EMOTIONAL HEALTH
September 11, 2018

Gratitude's Double Dividends

We tend to underestimate how much people appreciate being thanked. We may also overlook how good it is for us.

Most of us tend to procrastinate when it comes to writing thank-you notes, and that's too bad because they have the power to deliver pleasure to senders and receivers alike. We may not feel up to the task, worrying we will sound corny, or that the person receiving it won't care one way or the other.

People generally underestimate the power their expressions of gratitude have on those who receive them. Some feel uncomfortable feeling grateful. Others fail to realize that gratitude is an antidepressant. Research from the University of Chicago Booth School of Business finds that there's a big gap between how much pleasure senders think their letters of gratitude will bring and the actual level of happiness the person receiving it feels when reading it.

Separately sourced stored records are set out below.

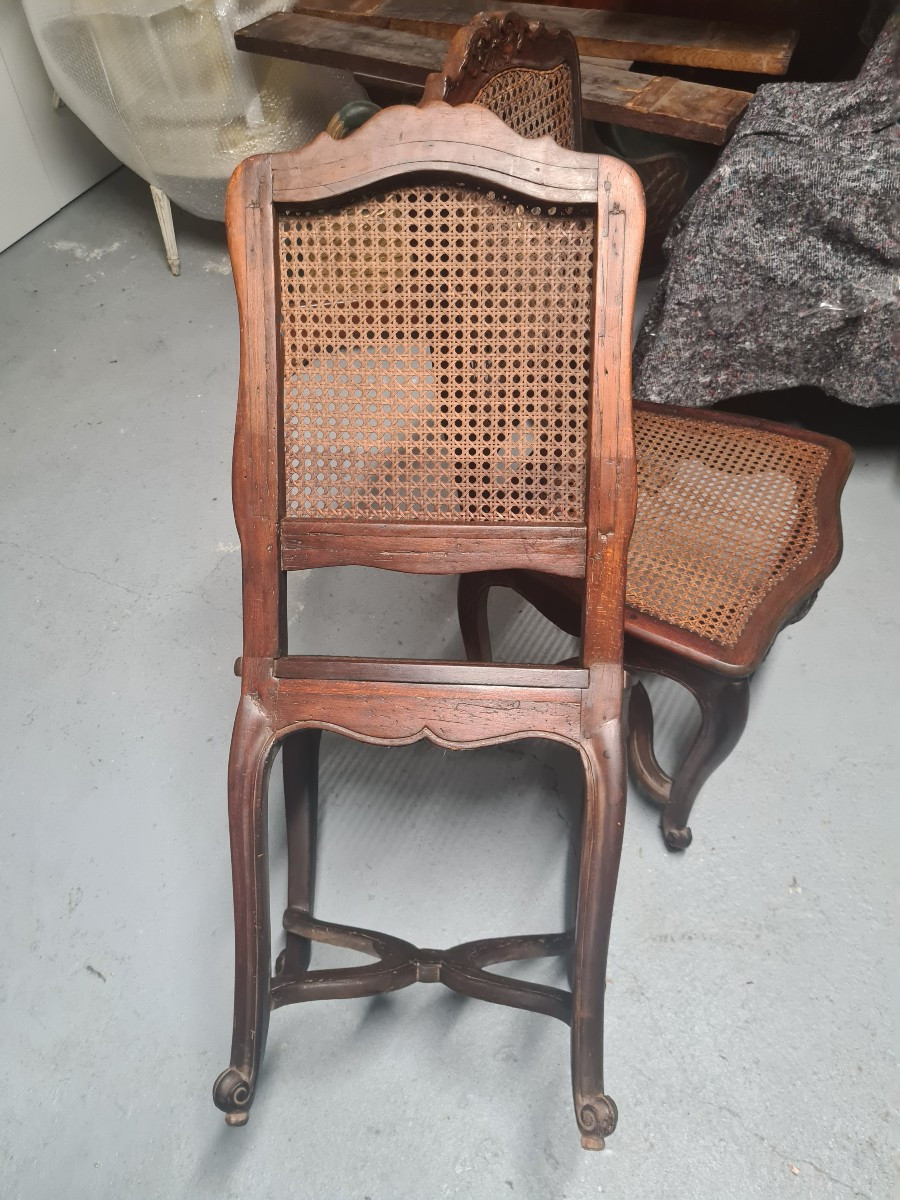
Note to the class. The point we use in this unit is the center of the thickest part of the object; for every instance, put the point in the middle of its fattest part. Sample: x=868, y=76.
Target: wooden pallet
x=618, y=35
x=389, y=57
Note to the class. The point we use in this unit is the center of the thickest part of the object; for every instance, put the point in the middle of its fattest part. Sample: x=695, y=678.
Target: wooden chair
x=738, y=521
x=436, y=322
x=529, y=75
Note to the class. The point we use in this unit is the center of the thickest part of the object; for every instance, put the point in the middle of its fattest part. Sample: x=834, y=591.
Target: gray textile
x=783, y=267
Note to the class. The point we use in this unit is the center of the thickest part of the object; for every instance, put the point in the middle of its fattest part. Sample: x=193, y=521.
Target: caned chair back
x=436, y=323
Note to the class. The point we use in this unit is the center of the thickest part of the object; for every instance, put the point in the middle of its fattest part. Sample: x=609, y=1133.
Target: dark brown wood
x=623, y=35
x=396, y=702
x=378, y=57
x=724, y=705
x=508, y=675
x=430, y=549
x=300, y=768
x=717, y=676
x=493, y=42
x=401, y=964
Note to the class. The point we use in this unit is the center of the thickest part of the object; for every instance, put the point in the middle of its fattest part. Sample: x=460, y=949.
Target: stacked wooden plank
x=399, y=42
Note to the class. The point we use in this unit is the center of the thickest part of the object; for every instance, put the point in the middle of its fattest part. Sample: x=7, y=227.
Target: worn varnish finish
x=717, y=673
x=619, y=35
x=388, y=57
x=711, y=639
x=396, y=702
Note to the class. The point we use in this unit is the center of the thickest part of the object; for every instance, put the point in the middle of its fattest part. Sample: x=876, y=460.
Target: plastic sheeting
x=165, y=88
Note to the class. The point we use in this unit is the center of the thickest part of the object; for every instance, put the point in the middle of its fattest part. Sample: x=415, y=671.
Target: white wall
x=48, y=157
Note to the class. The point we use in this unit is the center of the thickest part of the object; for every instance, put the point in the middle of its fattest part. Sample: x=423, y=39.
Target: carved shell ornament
x=496, y=40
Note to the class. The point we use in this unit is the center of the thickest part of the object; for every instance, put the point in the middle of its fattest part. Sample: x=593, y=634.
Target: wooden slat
x=514, y=675
x=621, y=35
x=609, y=94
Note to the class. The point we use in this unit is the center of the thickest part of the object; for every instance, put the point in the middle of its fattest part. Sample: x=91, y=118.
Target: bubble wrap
x=165, y=88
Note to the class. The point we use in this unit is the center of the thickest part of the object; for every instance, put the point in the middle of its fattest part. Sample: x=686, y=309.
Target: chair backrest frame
x=435, y=142
x=505, y=46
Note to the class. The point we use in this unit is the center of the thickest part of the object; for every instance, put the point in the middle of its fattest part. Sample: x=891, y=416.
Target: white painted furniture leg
x=163, y=211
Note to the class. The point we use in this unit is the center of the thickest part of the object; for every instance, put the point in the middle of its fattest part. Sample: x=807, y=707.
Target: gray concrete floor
x=749, y=999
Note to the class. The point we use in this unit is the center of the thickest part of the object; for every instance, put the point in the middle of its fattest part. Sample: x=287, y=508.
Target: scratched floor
x=749, y=999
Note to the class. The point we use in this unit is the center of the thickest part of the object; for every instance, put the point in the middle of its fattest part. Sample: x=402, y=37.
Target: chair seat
x=737, y=525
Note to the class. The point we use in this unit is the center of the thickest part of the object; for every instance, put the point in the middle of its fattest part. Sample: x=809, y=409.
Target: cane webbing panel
x=436, y=359
x=534, y=103
x=724, y=513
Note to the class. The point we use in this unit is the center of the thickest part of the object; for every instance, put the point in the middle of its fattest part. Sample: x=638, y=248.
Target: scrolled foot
x=233, y=1093
x=677, y=839
x=597, y=1121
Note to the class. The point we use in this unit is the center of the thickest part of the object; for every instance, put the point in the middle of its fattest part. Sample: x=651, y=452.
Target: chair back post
x=612, y=478
x=523, y=71
x=257, y=479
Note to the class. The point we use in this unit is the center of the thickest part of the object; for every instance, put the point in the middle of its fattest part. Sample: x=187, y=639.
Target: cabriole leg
x=600, y=850
x=724, y=705
x=472, y=611
x=300, y=767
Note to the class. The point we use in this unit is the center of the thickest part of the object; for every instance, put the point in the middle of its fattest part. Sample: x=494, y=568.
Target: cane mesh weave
x=724, y=513
x=436, y=359
x=534, y=103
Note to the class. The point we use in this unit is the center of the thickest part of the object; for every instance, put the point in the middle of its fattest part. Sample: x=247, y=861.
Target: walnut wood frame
x=717, y=676
x=395, y=702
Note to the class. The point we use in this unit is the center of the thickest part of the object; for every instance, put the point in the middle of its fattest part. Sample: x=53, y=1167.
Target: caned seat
x=737, y=520
x=435, y=322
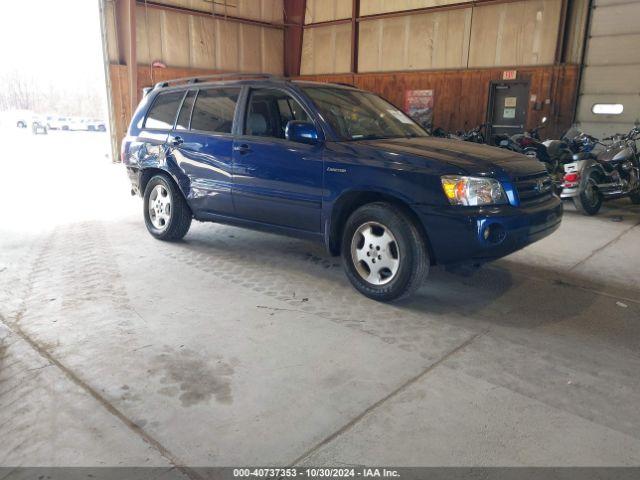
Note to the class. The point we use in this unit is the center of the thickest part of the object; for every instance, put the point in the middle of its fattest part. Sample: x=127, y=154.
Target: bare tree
x=22, y=92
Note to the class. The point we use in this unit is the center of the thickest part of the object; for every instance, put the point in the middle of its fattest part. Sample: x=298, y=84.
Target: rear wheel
x=166, y=213
x=383, y=252
x=590, y=199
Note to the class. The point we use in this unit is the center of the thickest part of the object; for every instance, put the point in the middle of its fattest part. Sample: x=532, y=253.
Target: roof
x=239, y=77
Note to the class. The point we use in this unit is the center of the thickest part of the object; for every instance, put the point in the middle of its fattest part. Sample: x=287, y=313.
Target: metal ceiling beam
x=192, y=11
x=294, y=11
x=126, y=31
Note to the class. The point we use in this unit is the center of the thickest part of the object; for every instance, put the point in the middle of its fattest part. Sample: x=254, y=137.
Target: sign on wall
x=418, y=104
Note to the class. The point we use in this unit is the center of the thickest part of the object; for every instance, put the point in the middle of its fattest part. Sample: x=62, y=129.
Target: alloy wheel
x=375, y=253
x=160, y=207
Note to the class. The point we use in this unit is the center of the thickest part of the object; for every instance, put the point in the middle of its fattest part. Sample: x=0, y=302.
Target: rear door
x=202, y=143
x=276, y=181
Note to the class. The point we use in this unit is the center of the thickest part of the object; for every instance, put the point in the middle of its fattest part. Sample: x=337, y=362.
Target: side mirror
x=301, y=132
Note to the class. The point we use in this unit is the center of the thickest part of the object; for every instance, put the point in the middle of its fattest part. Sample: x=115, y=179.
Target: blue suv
x=335, y=164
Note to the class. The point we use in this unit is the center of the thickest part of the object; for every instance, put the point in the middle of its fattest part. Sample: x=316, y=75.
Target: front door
x=202, y=145
x=508, y=105
x=276, y=181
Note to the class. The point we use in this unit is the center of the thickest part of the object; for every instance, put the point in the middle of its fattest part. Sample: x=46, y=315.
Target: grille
x=534, y=188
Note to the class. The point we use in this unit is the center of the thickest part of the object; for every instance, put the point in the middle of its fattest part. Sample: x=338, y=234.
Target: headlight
x=473, y=191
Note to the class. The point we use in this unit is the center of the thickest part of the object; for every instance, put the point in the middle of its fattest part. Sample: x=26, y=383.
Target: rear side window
x=163, y=112
x=214, y=110
x=185, y=111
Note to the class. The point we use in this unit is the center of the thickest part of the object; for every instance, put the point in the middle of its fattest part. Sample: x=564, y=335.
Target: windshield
x=356, y=115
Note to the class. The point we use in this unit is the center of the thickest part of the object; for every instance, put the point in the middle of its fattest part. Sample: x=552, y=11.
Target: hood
x=472, y=158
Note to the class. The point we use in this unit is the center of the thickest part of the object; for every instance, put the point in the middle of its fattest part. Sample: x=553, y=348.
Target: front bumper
x=459, y=235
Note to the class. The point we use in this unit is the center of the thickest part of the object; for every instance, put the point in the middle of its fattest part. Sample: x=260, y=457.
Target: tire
x=165, y=223
x=589, y=203
x=403, y=260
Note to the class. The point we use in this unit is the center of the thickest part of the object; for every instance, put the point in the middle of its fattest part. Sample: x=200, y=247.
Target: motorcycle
x=612, y=172
x=474, y=135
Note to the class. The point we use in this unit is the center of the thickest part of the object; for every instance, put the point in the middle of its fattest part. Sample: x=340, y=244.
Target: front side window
x=163, y=111
x=269, y=111
x=214, y=110
x=185, y=111
x=356, y=115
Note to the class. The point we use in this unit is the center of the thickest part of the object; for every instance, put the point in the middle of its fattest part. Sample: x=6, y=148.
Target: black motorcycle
x=611, y=172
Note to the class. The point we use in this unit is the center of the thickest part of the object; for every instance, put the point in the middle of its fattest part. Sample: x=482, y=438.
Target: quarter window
x=214, y=110
x=163, y=112
x=185, y=112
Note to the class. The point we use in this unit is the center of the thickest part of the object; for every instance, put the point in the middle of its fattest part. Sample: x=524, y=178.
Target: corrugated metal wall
x=611, y=73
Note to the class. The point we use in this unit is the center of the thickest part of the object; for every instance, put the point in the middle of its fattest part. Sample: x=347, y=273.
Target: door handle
x=242, y=149
x=175, y=141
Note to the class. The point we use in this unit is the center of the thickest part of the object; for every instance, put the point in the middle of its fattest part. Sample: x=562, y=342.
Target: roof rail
x=216, y=76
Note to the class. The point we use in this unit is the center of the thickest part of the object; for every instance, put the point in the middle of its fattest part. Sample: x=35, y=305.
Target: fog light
x=494, y=233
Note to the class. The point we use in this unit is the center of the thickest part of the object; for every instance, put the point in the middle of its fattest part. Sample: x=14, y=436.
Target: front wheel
x=590, y=199
x=166, y=213
x=383, y=252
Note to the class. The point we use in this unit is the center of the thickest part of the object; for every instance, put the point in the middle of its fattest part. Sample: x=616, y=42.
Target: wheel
x=166, y=213
x=590, y=199
x=383, y=252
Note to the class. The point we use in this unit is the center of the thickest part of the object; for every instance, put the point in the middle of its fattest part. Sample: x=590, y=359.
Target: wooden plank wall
x=197, y=41
x=521, y=32
x=375, y=7
x=327, y=10
x=461, y=96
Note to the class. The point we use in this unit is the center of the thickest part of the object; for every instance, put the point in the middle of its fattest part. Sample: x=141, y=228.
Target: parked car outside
x=57, y=123
x=96, y=126
x=334, y=164
x=39, y=126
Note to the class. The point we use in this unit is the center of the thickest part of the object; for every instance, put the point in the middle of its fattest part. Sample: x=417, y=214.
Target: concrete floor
x=243, y=348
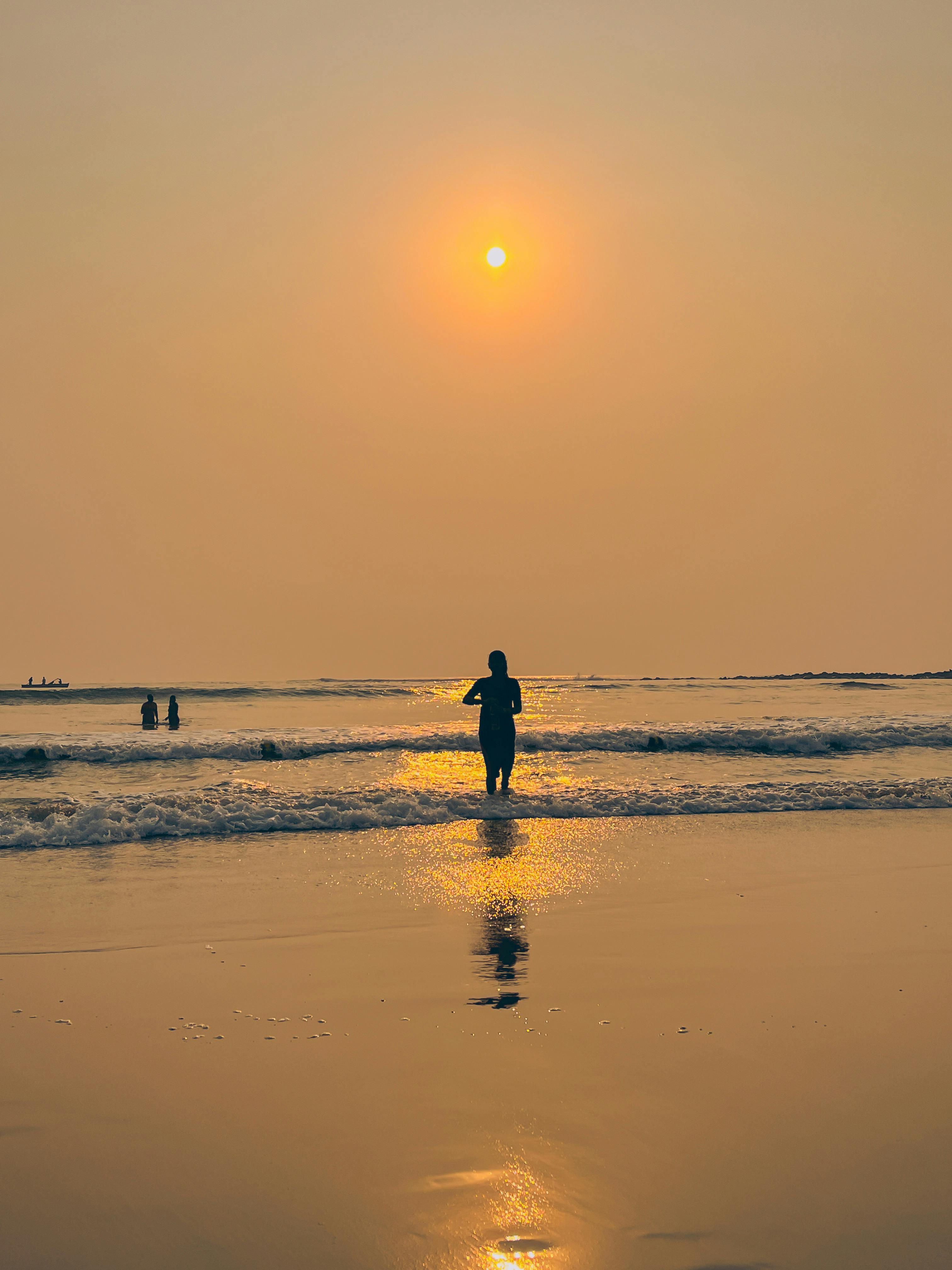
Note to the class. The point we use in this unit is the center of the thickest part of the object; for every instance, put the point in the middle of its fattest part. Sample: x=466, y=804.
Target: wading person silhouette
x=499, y=699
x=150, y=713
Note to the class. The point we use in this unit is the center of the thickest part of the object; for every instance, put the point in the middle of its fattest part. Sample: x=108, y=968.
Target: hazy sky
x=268, y=413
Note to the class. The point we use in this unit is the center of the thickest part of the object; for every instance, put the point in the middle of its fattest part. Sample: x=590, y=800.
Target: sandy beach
x=649, y=1043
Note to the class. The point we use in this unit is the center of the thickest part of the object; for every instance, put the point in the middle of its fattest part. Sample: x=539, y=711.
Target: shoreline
x=504, y=1061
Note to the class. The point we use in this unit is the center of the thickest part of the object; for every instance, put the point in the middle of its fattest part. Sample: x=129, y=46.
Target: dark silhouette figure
x=499, y=699
x=503, y=947
x=150, y=713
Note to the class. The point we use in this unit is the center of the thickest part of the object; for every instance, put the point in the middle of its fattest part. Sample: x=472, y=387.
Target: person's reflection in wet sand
x=504, y=947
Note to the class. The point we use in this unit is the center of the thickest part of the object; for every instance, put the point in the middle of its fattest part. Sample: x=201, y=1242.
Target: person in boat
x=499, y=699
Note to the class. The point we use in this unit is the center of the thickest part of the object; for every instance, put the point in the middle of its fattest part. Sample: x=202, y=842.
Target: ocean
x=78, y=770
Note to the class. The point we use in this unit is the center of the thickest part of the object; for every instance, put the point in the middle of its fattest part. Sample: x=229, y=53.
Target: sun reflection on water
x=501, y=868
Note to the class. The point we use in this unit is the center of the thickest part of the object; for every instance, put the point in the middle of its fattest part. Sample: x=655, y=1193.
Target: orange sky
x=268, y=413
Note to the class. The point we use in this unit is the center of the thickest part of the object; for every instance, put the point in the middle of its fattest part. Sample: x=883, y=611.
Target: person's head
x=498, y=663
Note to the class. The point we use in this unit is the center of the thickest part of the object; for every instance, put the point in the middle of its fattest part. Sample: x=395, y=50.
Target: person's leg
x=507, y=760
x=492, y=763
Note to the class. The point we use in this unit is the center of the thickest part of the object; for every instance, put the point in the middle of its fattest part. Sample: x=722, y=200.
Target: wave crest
x=238, y=808
x=803, y=737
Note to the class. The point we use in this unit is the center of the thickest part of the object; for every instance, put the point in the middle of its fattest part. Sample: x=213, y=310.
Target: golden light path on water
x=499, y=870
x=496, y=865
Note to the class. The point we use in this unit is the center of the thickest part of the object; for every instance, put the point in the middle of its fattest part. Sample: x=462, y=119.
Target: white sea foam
x=757, y=736
x=238, y=808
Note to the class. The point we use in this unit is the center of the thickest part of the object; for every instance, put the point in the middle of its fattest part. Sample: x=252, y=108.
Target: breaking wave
x=802, y=737
x=242, y=808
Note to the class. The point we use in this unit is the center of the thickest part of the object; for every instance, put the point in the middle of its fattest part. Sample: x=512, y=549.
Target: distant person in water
x=150, y=713
x=499, y=699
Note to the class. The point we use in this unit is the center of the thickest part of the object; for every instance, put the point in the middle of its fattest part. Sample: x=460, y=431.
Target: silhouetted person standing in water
x=499, y=699
x=150, y=713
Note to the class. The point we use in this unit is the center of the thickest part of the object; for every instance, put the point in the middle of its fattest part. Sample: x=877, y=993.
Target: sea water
x=76, y=769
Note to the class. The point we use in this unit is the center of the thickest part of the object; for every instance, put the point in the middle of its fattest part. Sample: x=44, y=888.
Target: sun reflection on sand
x=501, y=1218
x=501, y=868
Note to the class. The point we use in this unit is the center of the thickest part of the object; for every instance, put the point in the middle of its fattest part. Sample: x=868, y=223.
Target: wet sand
x=504, y=1080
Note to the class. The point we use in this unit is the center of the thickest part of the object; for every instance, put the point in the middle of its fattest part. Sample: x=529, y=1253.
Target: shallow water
x=76, y=769
x=634, y=1044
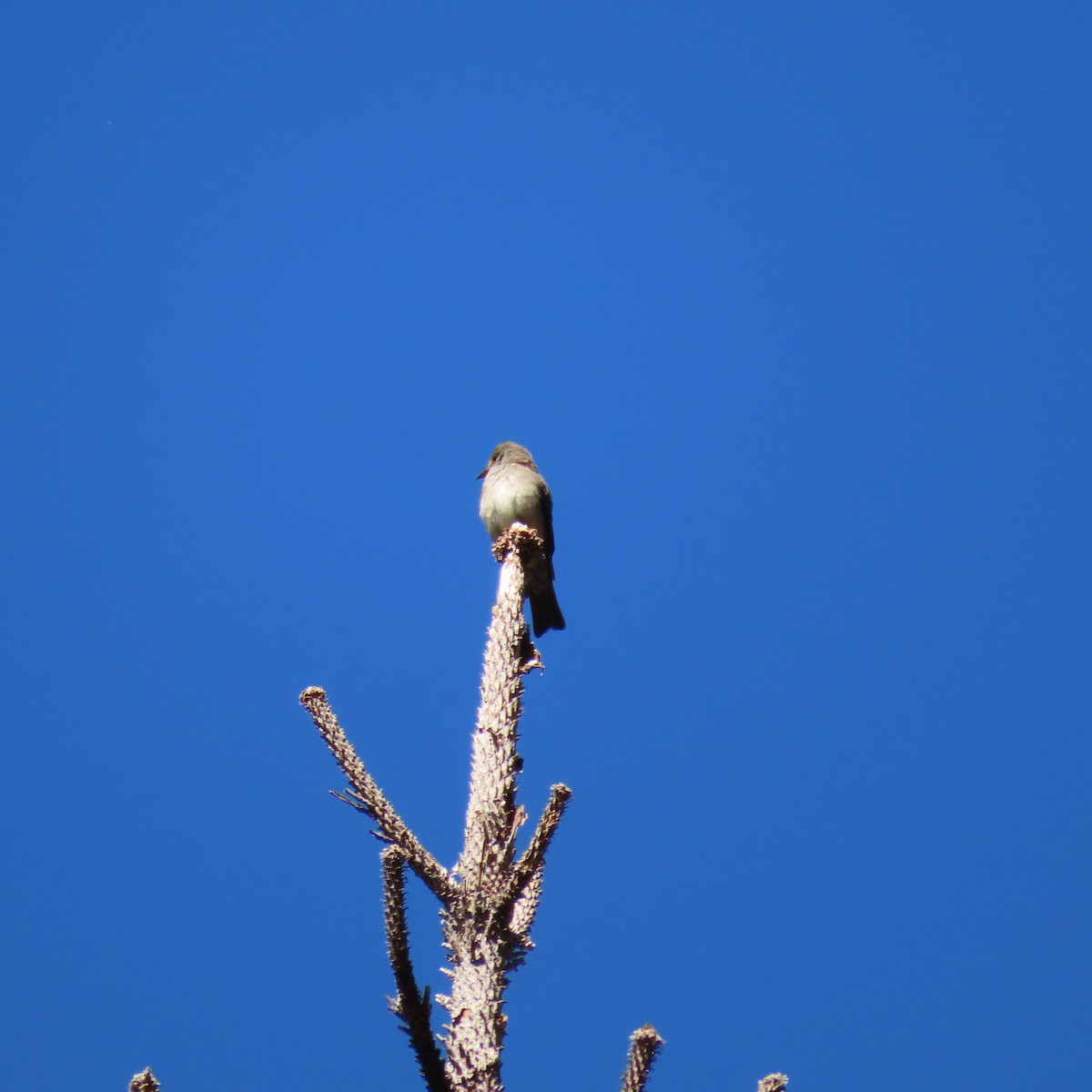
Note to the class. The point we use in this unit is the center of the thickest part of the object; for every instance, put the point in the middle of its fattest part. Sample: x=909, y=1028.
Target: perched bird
x=513, y=491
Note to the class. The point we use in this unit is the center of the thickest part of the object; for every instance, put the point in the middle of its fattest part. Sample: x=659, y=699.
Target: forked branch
x=410, y=1005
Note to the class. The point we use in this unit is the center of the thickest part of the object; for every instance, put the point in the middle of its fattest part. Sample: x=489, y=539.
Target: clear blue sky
x=792, y=304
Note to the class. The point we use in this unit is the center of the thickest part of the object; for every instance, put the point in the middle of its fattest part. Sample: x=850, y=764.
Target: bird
x=513, y=491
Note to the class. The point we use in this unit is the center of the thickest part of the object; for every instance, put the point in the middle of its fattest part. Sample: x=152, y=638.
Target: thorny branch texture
x=490, y=899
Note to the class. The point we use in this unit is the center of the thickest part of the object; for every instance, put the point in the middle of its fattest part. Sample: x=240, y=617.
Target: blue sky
x=790, y=301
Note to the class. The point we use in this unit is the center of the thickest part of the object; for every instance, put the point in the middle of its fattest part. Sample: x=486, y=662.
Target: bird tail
x=545, y=612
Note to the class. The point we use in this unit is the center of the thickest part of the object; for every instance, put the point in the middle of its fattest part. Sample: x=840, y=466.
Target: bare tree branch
x=476, y=935
x=372, y=802
x=145, y=1082
x=644, y=1044
x=533, y=857
x=410, y=1006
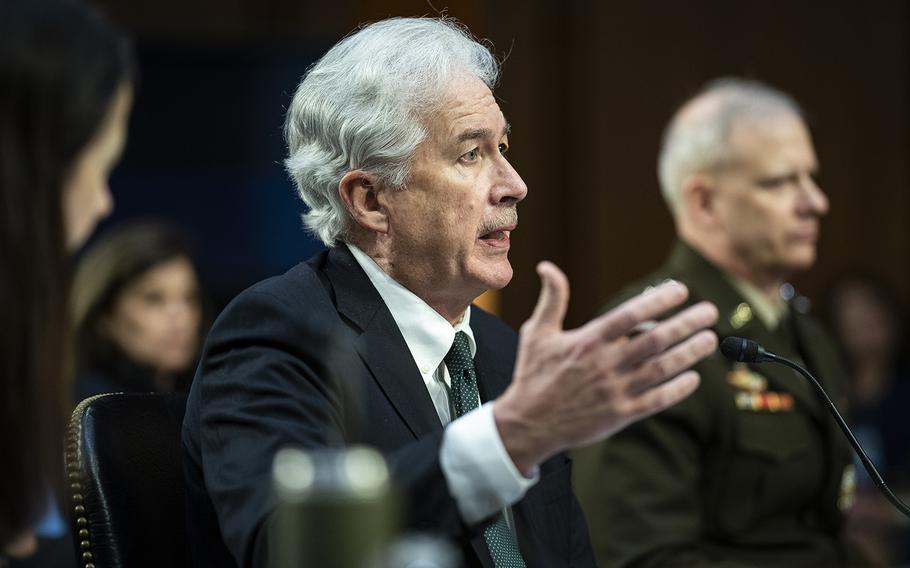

Letter writers significantly underestimated how surprised and pleased recipients would be. They also overestimated how awkward the person receiving their letter would feel.

“There's so much talk in the world — both in academic literature and in the popular press — that expressing gratitude is good for you,” said researcher, Amit Kumar, in a statement. “But that doesn't seem to line up with how often people are actually articulating their appreciation in daily life. So, we wanted to find out why — what are the barriers holding people back?”

The got their answer when they asked people to write a letter of gratitude to a person who had made a difference in their lives, and then, after writing their letters, asked them to predict how their letter would make the recipient feel.

Letter writers significantly underestimated how surprised and pleased recipients would be, Kumar and Chicago Booth Professor Nicholas Epley found. Letter writers also overestimated how awkward the person receiving their letter would feel.

In addition to feeling shy and awkward that their letter of gratitude would seem strange, writers tended to worry about the wording of their letters and how well they had expressed their feelings, when really, recipients were simply happy to receive such a warm gesture.

It doesn't matter whether it is a business or personal relationship, if you are feeling grateful to someone, go ahead and let them know. You'll make them feel good, and that will make you feel good.

The study is published in Psychological Science.